Electrochemical conversion of CO₂ into value-added chemicals offers a clean pathway to utilize greenhouse gases along with the production of useful products. In this study, we aim to unravel a comprehensive reaction mechanism for the CO₂ reduction reaction (CO₂RR) into various C₁-based products such as CO, HCOOH, CH₂O, CH₃OH, and CH₄ using density functional theory (DFT). We analyse all possible reaction pathways and compute their thermodynamics on a novel two-dimensional catalyst system – two monovacant (adjacent-vacant) graphene sheet modified with two Ru atoms, referred to as 2MV-Ru₂. Our reaction mechanism investigation identified the potential-determining step (PDS) as CO* → CHO*, which demands a limiting potential of −0.88 V vs.
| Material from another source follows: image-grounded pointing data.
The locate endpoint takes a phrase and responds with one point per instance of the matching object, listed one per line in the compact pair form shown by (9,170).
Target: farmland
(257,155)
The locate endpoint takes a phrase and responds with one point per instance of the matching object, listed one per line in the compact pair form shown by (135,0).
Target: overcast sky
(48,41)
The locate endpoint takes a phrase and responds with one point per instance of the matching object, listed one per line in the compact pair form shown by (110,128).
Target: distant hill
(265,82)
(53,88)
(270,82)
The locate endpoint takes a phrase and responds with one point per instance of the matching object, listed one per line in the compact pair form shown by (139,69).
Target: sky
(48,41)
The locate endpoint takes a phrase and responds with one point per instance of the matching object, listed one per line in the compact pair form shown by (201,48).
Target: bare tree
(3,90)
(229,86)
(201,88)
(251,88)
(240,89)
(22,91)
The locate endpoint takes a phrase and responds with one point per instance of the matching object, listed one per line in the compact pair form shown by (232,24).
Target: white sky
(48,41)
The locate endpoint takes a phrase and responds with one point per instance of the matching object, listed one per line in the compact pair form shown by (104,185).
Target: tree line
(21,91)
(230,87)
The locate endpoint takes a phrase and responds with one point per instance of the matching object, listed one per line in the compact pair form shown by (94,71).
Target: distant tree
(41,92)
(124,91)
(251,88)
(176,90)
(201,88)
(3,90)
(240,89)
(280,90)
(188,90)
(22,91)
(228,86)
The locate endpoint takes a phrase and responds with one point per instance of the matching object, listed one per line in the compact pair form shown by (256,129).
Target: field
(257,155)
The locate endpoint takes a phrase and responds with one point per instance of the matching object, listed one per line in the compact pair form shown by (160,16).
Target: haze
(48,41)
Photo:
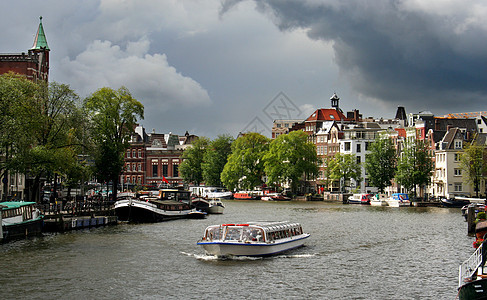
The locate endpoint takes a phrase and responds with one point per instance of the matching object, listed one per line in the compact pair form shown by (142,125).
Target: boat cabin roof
(15,204)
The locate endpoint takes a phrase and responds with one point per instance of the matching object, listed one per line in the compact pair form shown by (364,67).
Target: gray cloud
(401,52)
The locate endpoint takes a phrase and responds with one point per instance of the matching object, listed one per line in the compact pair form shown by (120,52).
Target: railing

SHE (standard hydrogen electrode) for the production of methane. We also examined the PDS on a series of bimetallic electrodes, generally referred to as 2MV-RuM (M = Ag, Au, Cu, Ir, Os, Pd, Pt, and Rh). We found the 2MV-RuPd electrode as the most effective catalyst for methane production as it lowered the limiting potential of PDS to only −0.13 V vs. SHE, which is a remarkable improvement over both 2MV-Ru₂ and conventional metallic electrodes. To supplement the thermodynamics, we also integrated kinetic analyses for the PDS to provide a more inclusive understanding of the reaction, which demonstrated the excellent capability of 2MV-RuPd electrode compared to 2MV-Ru₂. Finally, we examined the stability of all bimetallic electrodes to ensure their practical applicability, and obtained favourable formation free energies, which advocate that these electrodes are not only theoretically feasible but also experimentally synthesizable. Overall, our study offers a rigorous analysis of the CO₂RR on Ru-based adjacent-vacant (bimetallic) graphene catalysts. Superior thermodynamics and kinetics were demonstrated by the 2MV-RuPd electrode, thereby establishing it as a highly promising candidate for methane production. This work advances the understanding of CO₂RR mechanisms along with providing a robust foundation for developing next-generation catalysts for sustainable chemical synthesis.